After recent rainfall hit San Jose, locals were once again out doing the work that municipal crews are ostensibly paid to handle — pulling debris from clogged drains to prevent street flooding and property damage. It's become something of a recurring ritual in the Bay Area: the skies open up, the drains fail, and regular people in rain boots become the de facto public works department.
As one Bay Area resident put it bluntly: "Makes you wonder what the local governments spend our tax dollars on if ordinary citizens have to step up and do these things ourselves."
It's a fair question — and one that gets sharper every budget cycle. San Jose's city budget tops $5 billion. The Department of Transportation, which oversees storm drain maintenance, isn't exactly running a lemonade stand. And yet every time it rains more than a drizzle, we get the same movie: flooded intersections, overwhelmed infrastructure, and neighbors doing DIY flood mitigation at 10 p.m.
Look, nobody's saying infrastructure maintenance is easy. Storm drains get clogged by leaves, trash, and the general entropy of urban life. But that's precisely why we fund city departments — to handle the predictable consequences of predictable weather. Rain in Northern California is not a black swan event. It happens every winter. The city has had months to clear drains, inspect grates, and prepare.
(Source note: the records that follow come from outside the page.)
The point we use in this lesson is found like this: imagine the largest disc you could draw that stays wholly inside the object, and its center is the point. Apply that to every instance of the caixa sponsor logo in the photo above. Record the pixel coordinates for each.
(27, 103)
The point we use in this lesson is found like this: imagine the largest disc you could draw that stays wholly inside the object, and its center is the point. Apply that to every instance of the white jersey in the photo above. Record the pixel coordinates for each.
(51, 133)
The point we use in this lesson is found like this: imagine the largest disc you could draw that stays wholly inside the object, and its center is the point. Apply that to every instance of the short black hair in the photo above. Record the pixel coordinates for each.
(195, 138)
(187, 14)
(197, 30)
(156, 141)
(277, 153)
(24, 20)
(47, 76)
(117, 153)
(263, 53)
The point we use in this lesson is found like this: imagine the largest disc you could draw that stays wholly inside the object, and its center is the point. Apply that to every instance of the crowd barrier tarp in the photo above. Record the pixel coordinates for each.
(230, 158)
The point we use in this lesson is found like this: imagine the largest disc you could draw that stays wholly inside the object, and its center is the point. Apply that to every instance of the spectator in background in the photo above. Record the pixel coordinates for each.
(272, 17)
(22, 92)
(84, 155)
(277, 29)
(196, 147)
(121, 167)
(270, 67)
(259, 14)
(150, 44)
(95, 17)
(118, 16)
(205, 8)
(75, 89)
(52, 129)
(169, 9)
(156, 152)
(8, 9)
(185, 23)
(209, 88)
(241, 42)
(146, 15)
The fact that some residents have essentially turned drain unclogging into a public service hobby — one guy even bought an 18,000-lumen light so he can do it more safely at night — is both admirable and deeply embarrassing for local government.
We should be thanking these folks. But we should also be asking harder questions about why their volunteerism is necessary in the first place. When taxpayers are literally out there doing the government's job for free, it's not a heartwarming community story. It's an accountability problem.